With traders awaiting the latest storage number from the Energy Information Administration (EIA), expected to extend a streak of plump builds, natural gas futures were trading close to even early Thursday. The Nymex July futures contract was trading 0.1 cent higher at $2.277/MMBtu just after 8:30 a.m. ET.

The latest EIA inventory report, scheduled for release at 10:30 a.m. ET, could show a seventh consecutive triple-digit injection if the majority of estimates are confirmed.

A Bloomberg survey of 14 market participants showed an injection range between 96 Bcf and 113 Bcf, and a median of 105 Bcf. A Reuters survey ranged from a 96 Bcf build to a 115 Bcf build, with a median of 105 Bcf. NGI also projected a 105 Bcf injection.

Last year, the EIA recorded a 95 Bcf injection, while the five-year average injection stands at 84 Bcf.

“It was cooler than normal over most of the country besides the West Coast and far southern U.S.” during this week’s EIA report period, according to NatGasWeather. “Our algorithm predicts a build of 107 Bcf, a touch to the bearish side.”

As for the overnight weather data, the forecaster noted only small changes, including the loss of a couple cooling degree days (CDD) in the Global Forecast System (GFS) outlook over the past 24 hours.

“The European model yet again failed to trend hotter and continues to lag the GFS model by more than 15 CDDs over the 15-day forecast,” NatGasWeather said. “To our view, the GFS still looks hot enough to satisfy, but the European model needs to be hotter. It doesn’t help that most of the data isn’t quite sure if the hot upper ridge will cover enough of the eastern half of the U.S. July 3-7,” an area “where the data needs to be hotter, including the GFS.

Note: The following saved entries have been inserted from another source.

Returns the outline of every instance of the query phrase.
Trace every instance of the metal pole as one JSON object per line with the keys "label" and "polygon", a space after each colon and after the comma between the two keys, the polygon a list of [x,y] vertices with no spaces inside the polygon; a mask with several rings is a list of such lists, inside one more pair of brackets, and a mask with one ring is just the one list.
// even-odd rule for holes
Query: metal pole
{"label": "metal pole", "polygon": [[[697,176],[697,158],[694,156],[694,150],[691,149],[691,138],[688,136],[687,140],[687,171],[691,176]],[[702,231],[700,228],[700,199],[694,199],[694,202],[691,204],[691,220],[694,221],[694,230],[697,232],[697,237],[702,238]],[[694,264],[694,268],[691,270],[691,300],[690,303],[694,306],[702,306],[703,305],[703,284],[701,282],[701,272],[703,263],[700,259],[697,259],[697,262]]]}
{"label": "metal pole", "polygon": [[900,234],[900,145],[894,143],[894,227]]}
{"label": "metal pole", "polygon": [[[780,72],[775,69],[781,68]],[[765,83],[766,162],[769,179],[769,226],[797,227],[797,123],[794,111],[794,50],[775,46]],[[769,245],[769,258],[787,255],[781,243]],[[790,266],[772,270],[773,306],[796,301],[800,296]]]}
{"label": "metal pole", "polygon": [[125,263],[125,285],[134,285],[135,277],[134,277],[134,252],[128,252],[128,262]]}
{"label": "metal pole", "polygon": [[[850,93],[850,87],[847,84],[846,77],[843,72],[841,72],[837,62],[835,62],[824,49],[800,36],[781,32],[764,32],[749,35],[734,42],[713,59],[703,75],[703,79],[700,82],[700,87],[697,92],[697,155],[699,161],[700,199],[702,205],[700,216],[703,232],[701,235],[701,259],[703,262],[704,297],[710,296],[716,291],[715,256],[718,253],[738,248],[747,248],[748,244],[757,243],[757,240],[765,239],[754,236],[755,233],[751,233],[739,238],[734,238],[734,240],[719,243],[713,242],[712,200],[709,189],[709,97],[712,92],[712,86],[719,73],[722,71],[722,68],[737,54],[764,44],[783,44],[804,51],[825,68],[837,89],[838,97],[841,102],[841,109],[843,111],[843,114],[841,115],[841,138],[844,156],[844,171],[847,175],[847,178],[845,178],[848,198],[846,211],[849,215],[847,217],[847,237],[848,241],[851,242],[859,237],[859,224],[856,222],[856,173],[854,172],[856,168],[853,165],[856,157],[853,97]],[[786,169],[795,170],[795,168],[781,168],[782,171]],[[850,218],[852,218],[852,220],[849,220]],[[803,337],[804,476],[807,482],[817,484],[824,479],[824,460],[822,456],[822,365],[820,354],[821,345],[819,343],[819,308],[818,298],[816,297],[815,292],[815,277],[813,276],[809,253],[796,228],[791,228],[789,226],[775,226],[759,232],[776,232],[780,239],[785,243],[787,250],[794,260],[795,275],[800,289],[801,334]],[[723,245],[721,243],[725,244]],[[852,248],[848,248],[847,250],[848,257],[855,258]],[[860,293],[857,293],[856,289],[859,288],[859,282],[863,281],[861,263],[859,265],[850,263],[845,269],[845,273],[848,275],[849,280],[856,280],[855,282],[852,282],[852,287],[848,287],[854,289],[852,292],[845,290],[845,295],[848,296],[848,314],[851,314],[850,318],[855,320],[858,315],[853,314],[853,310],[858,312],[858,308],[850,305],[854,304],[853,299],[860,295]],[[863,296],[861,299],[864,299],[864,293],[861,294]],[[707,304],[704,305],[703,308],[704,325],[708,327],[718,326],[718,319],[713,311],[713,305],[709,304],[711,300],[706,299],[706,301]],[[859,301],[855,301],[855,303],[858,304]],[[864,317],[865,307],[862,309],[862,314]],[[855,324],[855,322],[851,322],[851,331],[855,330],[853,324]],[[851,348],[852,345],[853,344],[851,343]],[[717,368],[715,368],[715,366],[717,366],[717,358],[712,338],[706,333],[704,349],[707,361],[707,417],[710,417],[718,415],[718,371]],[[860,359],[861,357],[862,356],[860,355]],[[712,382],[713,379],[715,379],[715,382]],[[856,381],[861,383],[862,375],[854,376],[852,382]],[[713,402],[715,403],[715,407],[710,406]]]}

“...Bears remain in solid control as long as prices remain under recent resistance of $2.40.” Breaking above this level “would likely require the supply/demand balance to show impressive tightening or the European model to show notable hotter trends.”

The “tailspin” heading into Wednesday’s settle, which eventually left the July contract down 5.2 cents on the day, came despite no obvious change in the fundamentals that would justify such a move, according to EBW Analytics Group.

Wednesday’s price swings “most likely reflected computer-driven trading, with many traders staying on the sidelines until today’s weekly storage report,” EBW CEO Andy Weissman said. “This morning’s report may be particularly important. Major surveys are predicting an injection as high as 107 Bcf. We expect a smaller build. If this morning’s reported injection is 107 Bcf or higher, gas prices could take another major step down before rebounding.”

July crude oil futures were up $1.77 to $55.53/bbl just after 8:30 a.m. ET. July RBOB gasoline was up about 3.4 cents to $1.7694/gal.